Micron is not new to the Non-Volatile DIMM market: their first DDR3 NVDIMMs predated JEDEC standardization. The new 32GB modules were preceded by 8GB and 16GB DDR4 NVDIMMs. Micron's NVDIMMs are type N, meaning they function as ordinary ECC DRAM DIMMs but have NAND flash to backup data to in the event of a power loss. This is in contrast to the NVDIMM-F type that offers pure flash storage. During normal system operation, Micron's NVDIMMs use only the DRAM. When the system experiences a power failure or signals that one is imminent, the module's onboard FPGA-based takes over to manage saving the contents of the DRAM to the module's 64GB of SLC NAND flash. During a power failure, the module can be powered either through a cable to an external AGIGA PowerGEM capacitor module, or by battery backup supplied through the DIMM slot's 12V pins.

Micron says the most common use cases for their NVDIMMs are for high-performance journalling and log storage for databases and filesystems.
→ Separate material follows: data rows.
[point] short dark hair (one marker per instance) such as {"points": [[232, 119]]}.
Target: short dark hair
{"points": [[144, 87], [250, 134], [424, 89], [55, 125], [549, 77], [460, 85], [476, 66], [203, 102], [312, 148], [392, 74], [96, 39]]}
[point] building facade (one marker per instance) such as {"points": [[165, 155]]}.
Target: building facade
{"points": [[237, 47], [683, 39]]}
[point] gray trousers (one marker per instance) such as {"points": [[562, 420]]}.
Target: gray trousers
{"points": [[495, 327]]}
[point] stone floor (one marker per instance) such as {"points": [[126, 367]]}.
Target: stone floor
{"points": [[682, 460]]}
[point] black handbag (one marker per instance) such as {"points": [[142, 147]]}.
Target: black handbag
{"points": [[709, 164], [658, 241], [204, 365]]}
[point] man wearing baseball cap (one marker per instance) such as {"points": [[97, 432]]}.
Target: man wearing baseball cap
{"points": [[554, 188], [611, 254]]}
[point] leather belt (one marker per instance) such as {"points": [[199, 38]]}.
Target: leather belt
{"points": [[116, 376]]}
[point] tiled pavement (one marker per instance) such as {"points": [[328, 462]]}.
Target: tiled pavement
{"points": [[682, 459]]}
In these applications, a 2S server will typically be equipped with a total of about 64GB of NVDIMMs, so the new Micron 32GB modules allow these systems to use just a single NVDIMM per CPU, leaving more slots free for traditional RDIMMs. Both operating systems and applications need special support for persistent memory provided by NVDIMMs: the OS to handle restoring saved state after a power failure, and applications to manage what portions of their memory should be allocated from the persistent portion of the overall memory pool. This can be addressed either through applications using block storage APIs to access the NVDIMM's memory, or through direct memory mapping.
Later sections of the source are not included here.